Il est grand temps de reconnaître que l’intelligence artificielle s’est véritablement immiscée dans l’industrie du jeu vidéo. Cet outil suscite tant de la méfiance que de l’enthousiasme. Alors que de nombreux studios et éditeurs examinent son potentiel pour optimiser certains processus, des joueurs et de nombreux développeurs s’inquiètent de son impact négatif sur la qualité des jeux et les emplois. Malgré le bruit incessant autour de l’IA, le propriétaire de la franchise GTA s’oppose fermement à son utilisation.
Un GTA développé par IA serait un échec
Dans une interview accordée à CNBC, Strauss Zelnick, PDG de Take-Two, a clairement exprimé son point de vue sur le rôle de l’IA dans la création de jeux vidéo. Il a précisé qu’il est impossible d’« appuyer sur un bouton » pour obtenir une stratégie marketing digne d’un titre comme Grand Theft Auto. « Ce n’est pas possible. De un, ce n’est pas réalisable, et de deux, à mon avis, le résultat serait désastreux. Ce serait quelque chose de plutôt dérivé », déclare-t-il.
Bien que Zelnick ne soit pas « sceptique » quant à cette technologie, il estime que l’impact de l’IA sur la production de jeux reste encore « limité », même si des géants comme EA l’intègrent déjà dans leurs processus de développement. « Qu’ils le veuillent ou non, à Silicon Valley, l’IA repose sur des ensembles de données volumineux, associés à une énorme capacité de calcul et reliés à un modèle linguistique étendu. Mais alors, que sont ces ensembles de données par définition ? Ils sont rétrospectifs », ajoute-t-il.

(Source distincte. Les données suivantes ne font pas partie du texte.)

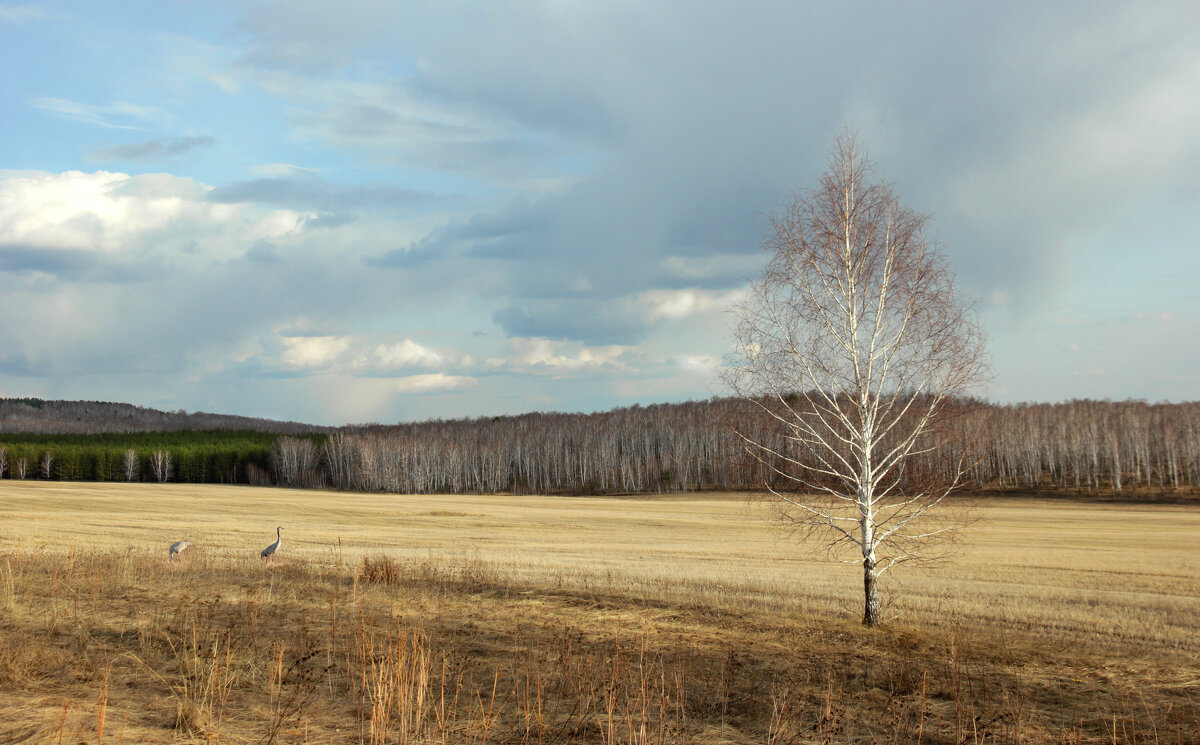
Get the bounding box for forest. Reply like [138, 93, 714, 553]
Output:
[0, 397, 1200, 497]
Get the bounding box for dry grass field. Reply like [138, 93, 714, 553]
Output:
[0, 481, 1200, 745]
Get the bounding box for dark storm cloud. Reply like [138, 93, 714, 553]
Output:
[0, 244, 150, 283]
[86, 137, 216, 163]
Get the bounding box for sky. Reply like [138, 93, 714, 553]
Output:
[0, 0, 1200, 425]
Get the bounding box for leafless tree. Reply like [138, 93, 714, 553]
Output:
[150, 450, 172, 483]
[121, 447, 138, 481]
[727, 133, 988, 626]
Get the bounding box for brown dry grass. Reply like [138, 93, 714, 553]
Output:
[0, 481, 1200, 745]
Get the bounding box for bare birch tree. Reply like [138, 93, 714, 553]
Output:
[121, 447, 138, 481]
[726, 132, 988, 626]
[150, 450, 173, 483]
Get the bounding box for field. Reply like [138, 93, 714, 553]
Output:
[0, 481, 1200, 745]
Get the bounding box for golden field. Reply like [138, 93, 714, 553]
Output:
[0, 481, 1200, 745]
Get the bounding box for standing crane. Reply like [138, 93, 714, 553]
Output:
[258, 525, 283, 559]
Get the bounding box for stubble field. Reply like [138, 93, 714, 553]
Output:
[0, 481, 1200, 745]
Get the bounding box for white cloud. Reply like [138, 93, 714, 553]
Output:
[353, 338, 473, 374]
[30, 96, 172, 130]
[486, 337, 634, 375]
[392, 373, 478, 393]
[637, 289, 742, 323]
[280, 336, 350, 370]
[0, 170, 305, 259]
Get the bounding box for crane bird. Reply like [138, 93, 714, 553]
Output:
[258, 525, 283, 559]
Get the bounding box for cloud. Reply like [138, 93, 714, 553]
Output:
[486, 338, 634, 377]
[0, 170, 304, 256]
[392, 373, 479, 393]
[85, 137, 216, 163]
[31, 96, 170, 130]
[209, 176, 433, 212]
[353, 338, 472, 374]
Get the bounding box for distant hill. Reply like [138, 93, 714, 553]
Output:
[0, 398, 330, 434]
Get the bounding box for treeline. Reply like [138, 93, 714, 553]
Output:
[0, 398, 328, 435]
[0, 398, 1200, 495]
[272, 398, 1200, 495]
[0, 431, 291, 483]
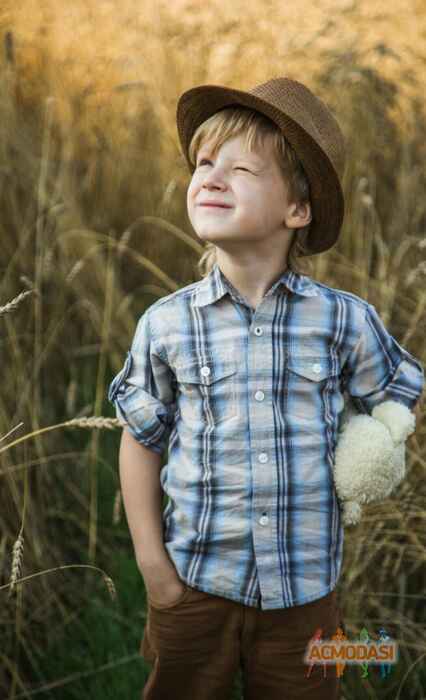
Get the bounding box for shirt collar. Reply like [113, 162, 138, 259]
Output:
[194, 262, 318, 306]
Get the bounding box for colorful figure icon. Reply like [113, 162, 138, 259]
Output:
[306, 627, 327, 678]
[359, 627, 370, 678]
[332, 627, 347, 678]
[378, 627, 392, 678]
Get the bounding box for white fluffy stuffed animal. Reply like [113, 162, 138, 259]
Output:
[333, 397, 416, 525]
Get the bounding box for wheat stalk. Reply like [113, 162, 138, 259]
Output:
[0, 416, 123, 454]
[9, 532, 24, 595]
[0, 564, 117, 600]
[0, 289, 35, 316]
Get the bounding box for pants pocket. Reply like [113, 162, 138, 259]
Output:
[148, 583, 192, 610]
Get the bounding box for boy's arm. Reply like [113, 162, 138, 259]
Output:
[342, 304, 424, 417]
[108, 312, 183, 602]
[119, 428, 180, 598]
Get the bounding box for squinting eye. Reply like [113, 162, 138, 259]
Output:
[197, 158, 251, 173]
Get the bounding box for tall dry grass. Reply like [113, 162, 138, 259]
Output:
[0, 1, 426, 700]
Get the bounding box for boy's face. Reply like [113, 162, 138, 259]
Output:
[187, 135, 309, 252]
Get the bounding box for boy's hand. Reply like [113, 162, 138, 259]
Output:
[137, 551, 185, 605]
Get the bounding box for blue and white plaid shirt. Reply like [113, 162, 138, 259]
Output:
[108, 263, 424, 610]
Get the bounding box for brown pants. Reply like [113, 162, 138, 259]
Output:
[140, 584, 341, 700]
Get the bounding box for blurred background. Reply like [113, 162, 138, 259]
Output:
[0, 0, 426, 700]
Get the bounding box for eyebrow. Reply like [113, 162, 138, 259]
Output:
[196, 146, 266, 167]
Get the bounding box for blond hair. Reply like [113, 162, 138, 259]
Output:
[188, 107, 312, 277]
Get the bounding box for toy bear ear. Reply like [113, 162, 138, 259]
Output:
[371, 400, 416, 445]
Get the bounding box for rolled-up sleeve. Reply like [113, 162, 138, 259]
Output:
[342, 304, 424, 414]
[108, 311, 176, 454]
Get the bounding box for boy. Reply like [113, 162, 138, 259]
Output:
[109, 78, 424, 700]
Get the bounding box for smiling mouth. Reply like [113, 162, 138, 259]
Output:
[200, 204, 231, 209]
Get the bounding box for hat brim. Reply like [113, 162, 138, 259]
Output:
[176, 85, 345, 255]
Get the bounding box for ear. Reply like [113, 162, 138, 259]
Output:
[284, 202, 312, 228]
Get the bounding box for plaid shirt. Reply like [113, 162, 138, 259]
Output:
[108, 263, 424, 610]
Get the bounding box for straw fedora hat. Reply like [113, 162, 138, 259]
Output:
[176, 78, 345, 255]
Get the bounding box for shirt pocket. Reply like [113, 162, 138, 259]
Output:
[175, 356, 238, 425]
[284, 350, 339, 421]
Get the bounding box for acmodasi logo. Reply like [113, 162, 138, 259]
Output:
[304, 627, 398, 678]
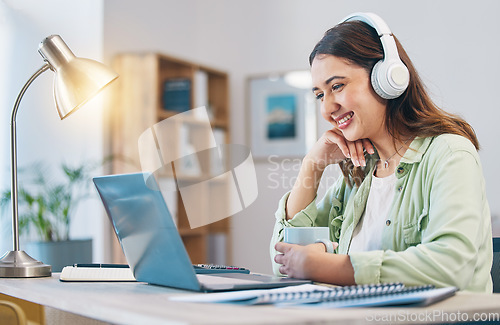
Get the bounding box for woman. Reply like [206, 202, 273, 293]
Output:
[271, 14, 492, 292]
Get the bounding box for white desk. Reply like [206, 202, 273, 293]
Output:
[0, 273, 500, 324]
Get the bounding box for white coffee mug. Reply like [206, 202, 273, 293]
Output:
[283, 227, 330, 245]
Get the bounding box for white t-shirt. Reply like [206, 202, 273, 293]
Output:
[349, 173, 396, 253]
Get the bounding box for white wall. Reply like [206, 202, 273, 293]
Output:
[0, 0, 108, 261]
[104, 0, 500, 272]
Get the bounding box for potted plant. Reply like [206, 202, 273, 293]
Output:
[0, 163, 96, 272]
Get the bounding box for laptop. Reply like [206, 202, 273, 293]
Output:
[93, 173, 311, 292]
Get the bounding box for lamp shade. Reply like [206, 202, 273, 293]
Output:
[38, 35, 118, 119]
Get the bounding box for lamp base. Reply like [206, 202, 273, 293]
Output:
[0, 251, 52, 278]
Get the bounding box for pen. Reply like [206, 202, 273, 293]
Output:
[73, 264, 129, 268]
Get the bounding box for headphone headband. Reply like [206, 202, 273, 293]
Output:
[341, 12, 410, 99]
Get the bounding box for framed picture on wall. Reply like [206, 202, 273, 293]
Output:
[248, 71, 317, 158]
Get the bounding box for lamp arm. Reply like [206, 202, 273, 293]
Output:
[10, 62, 50, 251]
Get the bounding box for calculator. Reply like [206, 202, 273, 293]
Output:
[193, 264, 250, 274]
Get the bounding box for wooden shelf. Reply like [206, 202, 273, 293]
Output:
[108, 53, 231, 264]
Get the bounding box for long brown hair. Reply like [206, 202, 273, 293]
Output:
[309, 21, 479, 186]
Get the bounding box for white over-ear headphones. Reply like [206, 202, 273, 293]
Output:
[341, 12, 410, 99]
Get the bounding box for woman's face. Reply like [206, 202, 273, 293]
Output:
[311, 54, 387, 141]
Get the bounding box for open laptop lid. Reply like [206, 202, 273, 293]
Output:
[93, 173, 311, 291]
[93, 173, 201, 291]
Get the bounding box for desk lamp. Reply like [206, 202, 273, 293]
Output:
[0, 35, 118, 278]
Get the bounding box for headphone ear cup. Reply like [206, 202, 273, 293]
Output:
[371, 60, 410, 99]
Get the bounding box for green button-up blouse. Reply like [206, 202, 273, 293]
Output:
[270, 134, 493, 292]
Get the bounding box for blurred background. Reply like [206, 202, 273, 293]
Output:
[0, 0, 500, 273]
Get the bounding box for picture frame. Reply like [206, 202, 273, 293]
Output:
[248, 70, 317, 158]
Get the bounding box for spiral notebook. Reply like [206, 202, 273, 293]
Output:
[171, 283, 457, 308]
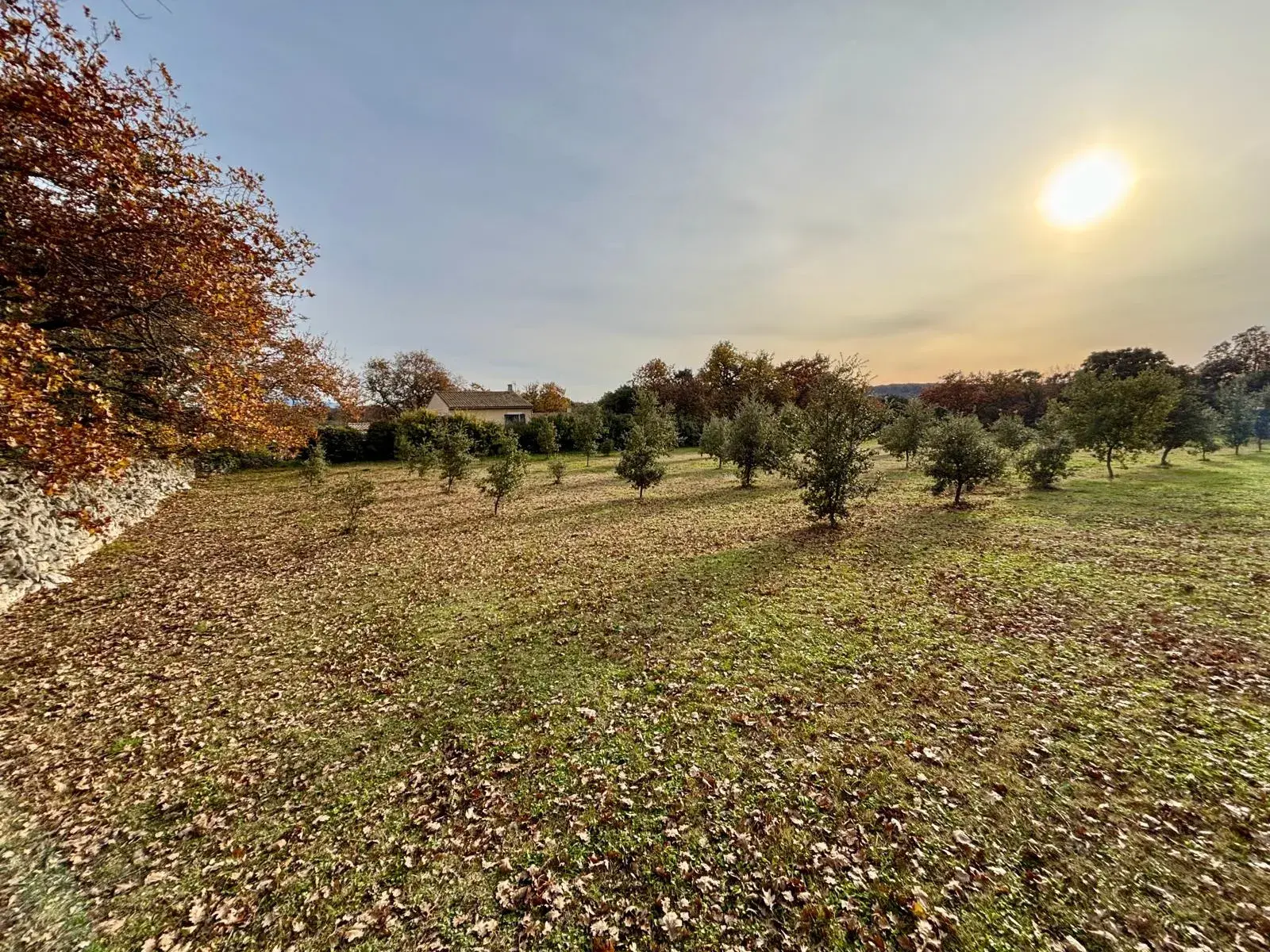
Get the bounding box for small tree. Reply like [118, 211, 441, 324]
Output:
[786, 358, 883, 528]
[1217, 379, 1257, 455]
[437, 428, 476, 493]
[332, 472, 379, 536]
[300, 440, 330, 490]
[396, 433, 437, 476]
[573, 404, 605, 466]
[923, 416, 1005, 506]
[1160, 387, 1213, 466]
[633, 390, 679, 455]
[476, 440, 529, 516]
[701, 416, 728, 470]
[992, 414, 1033, 453]
[724, 397, 790, 489]
[618, 424, 665, 500]
[1186, 405, 1222, 462]
[1014, 410, 1076, 489]
[878, 398, 935, 470]
[1063, 370, 1181, 480]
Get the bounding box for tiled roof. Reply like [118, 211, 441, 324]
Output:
[437, 390, 533, 410]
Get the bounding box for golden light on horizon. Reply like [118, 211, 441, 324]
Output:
[1037, 148, 1137, 231]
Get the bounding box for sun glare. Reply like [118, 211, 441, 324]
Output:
[1037, 148, 1135, 231]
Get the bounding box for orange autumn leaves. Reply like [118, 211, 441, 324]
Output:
[0, 0, 356, 485]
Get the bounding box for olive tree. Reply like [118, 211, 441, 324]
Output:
[923, 416, 1006, 506]
[1217, 379, 1257, 455]
[787, 358, 883, 528]
[1160, 387, 1214, 466]
[1014, 410, 1076, 489]
[631, 390, 679, 455]
[573, 404, 605, 466]
[437, 428, 476, 493]
[616, 424, 665, 501]
[476, 440, 529, 516]
[1063, 370, 1181, 480]
[992, 414, 1033, 453]
[724, 397, 790, 489]
[878, 397, 935, 470]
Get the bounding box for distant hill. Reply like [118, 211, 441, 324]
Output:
[872, 383, 931, 398]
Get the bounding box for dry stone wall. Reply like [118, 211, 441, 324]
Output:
[0, 462, 194, 613]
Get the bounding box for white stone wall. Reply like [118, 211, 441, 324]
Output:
[0, 462, 194, 613]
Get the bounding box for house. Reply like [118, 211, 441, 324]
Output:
[428, 383, 533, 423]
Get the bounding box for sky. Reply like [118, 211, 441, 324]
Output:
[106, 0, 1270, 398]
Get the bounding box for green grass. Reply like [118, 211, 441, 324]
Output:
[0, 452, 1270, 950]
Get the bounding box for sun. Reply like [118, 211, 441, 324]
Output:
[1037, 148, 1137, 231]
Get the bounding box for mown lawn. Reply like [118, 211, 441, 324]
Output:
[0, 452, 1270, 952]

Le PDG de Take-Two défend la créativité des développeurs, une qualité que l’IA ne peut pas posséder, car elle s’appuie sur des données massives. « L’IA est vraiment efficace pour tout ce qui concerne les modèles d’apprentissage automatique (LLM), ce qui s’applique à bon nombre de nos activités chez Take-Two. Tout ce qui ne s’y rapporte pas sera vraiment médiocre… par définition, il ne peut y avoir de créativité dans un modèle d’IA, car tout repose sur des données », indique-t-il (source VGC).

Avec la sortie de GTA 6 prévue pour mai 2026 sur consoles et une attente sans précédent, l’exécutif trace une limite : l’IA peut contribuer à améliorer certaines tâches, mais ne remplace pas le jugement et l’originalité de ceux qui créent les jeux, et Rockstar Games en est un parfait exemple. Un autre défi lié à l’IA est la nécessité de « protéger notre propriété intellectuelle », ce qui oblige l’industrie, en utilisant cet outil, à respecter les droits d’auteur sur les œuvres existantes.
Points à retenir
- L’IA s’implante progressivement dans l’industrie du jeu vidéo, soulevant des inquiétudes sur la qualité et l’emploi.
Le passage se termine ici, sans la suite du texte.